I’ve been saying for months that I want to try a new experiment in promoting new articles. Scholars are often encouraged to share their knowledge outside the “ivory tower” – something that academic publishing doesn’t always make easy. So I’m going to try to blog about – and maybe eventually do short videos about – my new articles and their relevance to issues of public debate.
The first article I’ve selected is one that I co-authored with Melissa Tully, at the University of Iowa. We’ve long been interested in questions of how media literacy trainings – which usually encompass an understanding of how news is produced, its value in a democratic society, and the importance for audiences to overcome their own biases – can be used to limit hostile media effects, in which audiences with a passionate position on an issue see unbiased news content as hostile to their view. Thus far, most media literacy education occurs in the classroom, which provides a valuable backdrop to understanding these complicated issues. But this necessarily leaves out broad expanses of the population, and also creates distance between the media literacy values we are taught in class and our real-world media consumption.
Our previous work with Hernando Rojas and Heather Akin at the University of Wisconsin-Madison had suggested that a media literacy presentation of about three minutes could be effective in reducing hostile media perceptions for unbiased content, although in one study it was more effective among liberals. However, we felt this previous research was limited in two ways: (1) a three minute presentation is not a very realistic way to engage with media literacy “in the wild” and (2) a lot of media content isn’t unbiased, but instead has a partisan viewpoint.
In our current study, we created a 30-second media literacy “PSA,” which briefly described the value of the press in representing diverse viewpoints, and the need for audiences to be critical news consumers. We paired this PSA with one of three political talk shows, created by the Mass Communication Research Center team in 2011, which at the time was led by D. Jasun Carr: one with an unbiased host moderating a debate between two partisan guests on immigration reform, one where the host explicitly favored the conservative guest and his arguments, and one in which the host explicitly favored the liberal guest.

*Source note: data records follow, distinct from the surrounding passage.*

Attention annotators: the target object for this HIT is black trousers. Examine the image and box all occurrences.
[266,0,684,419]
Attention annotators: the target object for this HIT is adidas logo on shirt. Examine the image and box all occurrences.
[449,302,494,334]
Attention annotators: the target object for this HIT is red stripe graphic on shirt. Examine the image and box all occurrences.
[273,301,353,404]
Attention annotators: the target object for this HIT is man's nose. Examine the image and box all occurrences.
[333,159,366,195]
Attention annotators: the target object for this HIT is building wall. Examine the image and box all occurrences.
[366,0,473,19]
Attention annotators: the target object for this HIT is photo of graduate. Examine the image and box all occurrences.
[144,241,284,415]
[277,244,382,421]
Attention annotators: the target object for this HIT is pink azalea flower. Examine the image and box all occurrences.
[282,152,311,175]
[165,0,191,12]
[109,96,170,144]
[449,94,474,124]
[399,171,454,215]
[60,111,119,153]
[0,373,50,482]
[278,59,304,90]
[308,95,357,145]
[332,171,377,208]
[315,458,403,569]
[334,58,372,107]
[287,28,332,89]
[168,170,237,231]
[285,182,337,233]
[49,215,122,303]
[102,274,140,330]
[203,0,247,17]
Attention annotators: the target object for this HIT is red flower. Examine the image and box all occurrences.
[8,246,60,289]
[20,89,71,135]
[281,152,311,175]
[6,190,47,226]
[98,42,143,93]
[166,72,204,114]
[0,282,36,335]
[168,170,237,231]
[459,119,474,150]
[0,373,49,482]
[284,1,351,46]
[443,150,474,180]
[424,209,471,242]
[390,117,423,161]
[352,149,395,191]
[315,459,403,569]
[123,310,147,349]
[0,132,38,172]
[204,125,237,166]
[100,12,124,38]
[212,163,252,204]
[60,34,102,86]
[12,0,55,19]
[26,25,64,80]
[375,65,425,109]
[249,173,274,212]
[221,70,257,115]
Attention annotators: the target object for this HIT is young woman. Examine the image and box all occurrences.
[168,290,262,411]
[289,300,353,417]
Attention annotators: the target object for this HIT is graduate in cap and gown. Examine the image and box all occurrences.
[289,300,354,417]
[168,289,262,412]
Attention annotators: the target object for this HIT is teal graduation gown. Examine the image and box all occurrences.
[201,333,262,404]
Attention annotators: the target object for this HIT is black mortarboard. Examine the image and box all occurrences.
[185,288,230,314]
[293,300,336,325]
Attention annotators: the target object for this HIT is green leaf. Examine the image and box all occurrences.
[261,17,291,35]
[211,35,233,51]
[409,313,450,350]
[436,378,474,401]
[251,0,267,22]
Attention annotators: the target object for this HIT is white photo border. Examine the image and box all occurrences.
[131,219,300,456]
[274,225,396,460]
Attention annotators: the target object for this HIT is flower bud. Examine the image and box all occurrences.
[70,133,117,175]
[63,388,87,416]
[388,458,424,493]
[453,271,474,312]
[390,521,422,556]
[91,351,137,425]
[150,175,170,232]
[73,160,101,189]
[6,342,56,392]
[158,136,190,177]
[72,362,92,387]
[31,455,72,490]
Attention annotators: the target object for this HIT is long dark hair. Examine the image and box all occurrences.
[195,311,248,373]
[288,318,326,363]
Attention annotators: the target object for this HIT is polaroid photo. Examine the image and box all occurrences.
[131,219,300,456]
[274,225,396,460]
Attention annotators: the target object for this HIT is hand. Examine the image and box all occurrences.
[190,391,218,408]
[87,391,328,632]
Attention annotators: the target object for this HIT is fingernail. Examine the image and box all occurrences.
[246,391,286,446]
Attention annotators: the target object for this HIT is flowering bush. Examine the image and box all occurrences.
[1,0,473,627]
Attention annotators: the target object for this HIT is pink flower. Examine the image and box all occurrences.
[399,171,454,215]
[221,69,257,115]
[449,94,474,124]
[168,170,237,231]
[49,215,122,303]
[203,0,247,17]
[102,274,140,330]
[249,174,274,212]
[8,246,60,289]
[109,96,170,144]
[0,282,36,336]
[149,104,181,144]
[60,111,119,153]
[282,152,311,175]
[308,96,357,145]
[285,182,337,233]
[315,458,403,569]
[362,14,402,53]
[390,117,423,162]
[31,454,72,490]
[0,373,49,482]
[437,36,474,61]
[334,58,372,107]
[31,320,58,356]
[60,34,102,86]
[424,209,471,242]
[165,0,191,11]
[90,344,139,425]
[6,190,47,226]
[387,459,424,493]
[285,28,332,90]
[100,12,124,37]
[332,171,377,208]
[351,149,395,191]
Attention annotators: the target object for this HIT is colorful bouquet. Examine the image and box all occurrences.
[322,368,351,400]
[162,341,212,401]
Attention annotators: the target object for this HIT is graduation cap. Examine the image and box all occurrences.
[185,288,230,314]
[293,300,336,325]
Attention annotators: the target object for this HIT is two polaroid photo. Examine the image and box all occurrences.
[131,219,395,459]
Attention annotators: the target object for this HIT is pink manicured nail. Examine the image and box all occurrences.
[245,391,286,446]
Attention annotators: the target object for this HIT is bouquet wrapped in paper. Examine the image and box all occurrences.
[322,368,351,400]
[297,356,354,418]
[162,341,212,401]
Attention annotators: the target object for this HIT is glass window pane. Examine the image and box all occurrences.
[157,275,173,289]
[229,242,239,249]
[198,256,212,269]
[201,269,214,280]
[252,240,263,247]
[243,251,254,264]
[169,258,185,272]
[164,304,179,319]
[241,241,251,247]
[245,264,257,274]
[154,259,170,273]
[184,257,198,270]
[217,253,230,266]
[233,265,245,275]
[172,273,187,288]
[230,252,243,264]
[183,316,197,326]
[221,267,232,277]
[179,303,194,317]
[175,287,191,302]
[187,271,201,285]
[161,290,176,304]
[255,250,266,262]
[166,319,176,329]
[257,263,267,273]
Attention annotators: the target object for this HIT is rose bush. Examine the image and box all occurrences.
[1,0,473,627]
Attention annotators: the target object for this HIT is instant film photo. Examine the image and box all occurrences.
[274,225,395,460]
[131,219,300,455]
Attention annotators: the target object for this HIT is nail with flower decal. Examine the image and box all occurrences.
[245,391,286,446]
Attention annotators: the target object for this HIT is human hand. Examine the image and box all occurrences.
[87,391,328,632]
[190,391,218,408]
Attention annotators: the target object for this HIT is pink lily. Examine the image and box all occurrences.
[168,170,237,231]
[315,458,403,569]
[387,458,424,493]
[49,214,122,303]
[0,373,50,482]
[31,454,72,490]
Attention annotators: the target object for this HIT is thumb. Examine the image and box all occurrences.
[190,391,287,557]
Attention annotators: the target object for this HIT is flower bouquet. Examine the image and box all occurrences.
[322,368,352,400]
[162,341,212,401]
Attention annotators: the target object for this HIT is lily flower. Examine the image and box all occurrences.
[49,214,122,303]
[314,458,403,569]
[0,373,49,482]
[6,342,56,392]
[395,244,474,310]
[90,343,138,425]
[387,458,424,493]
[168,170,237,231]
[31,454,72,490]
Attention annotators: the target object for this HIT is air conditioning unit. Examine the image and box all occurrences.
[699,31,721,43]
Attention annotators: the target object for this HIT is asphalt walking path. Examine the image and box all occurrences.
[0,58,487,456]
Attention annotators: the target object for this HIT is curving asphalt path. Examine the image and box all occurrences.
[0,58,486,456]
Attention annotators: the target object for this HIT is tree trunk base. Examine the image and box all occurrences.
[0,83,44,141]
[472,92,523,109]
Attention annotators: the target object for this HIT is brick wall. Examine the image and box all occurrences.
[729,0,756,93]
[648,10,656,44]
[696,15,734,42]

Our study had mixed results. First, response to the PSA differed by ideology. Liberals said they liked the PSA more, but it never influenced their attitudes towards the political program that they saw. Instead, the PSA shifted perceptions of the program only among conservatives. Second, the PSA appeared to “work” among conservatives who saw an unbiased program – they were less likely to say it was hostile to their views, and more likely to believe the program and host are credible. This is good news, if it leads people to be more fair towards unbiased programming. However, the news for partisan programs is less positive. Conservatives who saw the PSA said that the conservatively-biased program (which favored their viewpoints) was even more credible and trustworthy, while also saying that the liberal program (which they disagreed with) was even less credible. Therefore, the media literacy PSA exacerbated differences for conservatives in ratings of partisan programs, making an agreeable program look even better and a disagreeable program look even worse.
This study of course raises some questions: why did liberals say they like the PSA but not change their attitudes in viewing the program? Why was the PSA effective in limiting hostile media perceptions for unbiased programming for conservatives, but worsen divides in perceptions of biased programming? Are there certain components of media literacy – for example, the value of representing diverse views – that appeal more to one political group than another? We believe our article shows that media literacy can be successful outside the classroom, but its effects depend on the audiences, their beliefs, and the media content that it is paired with; questions we plan to continue to explore.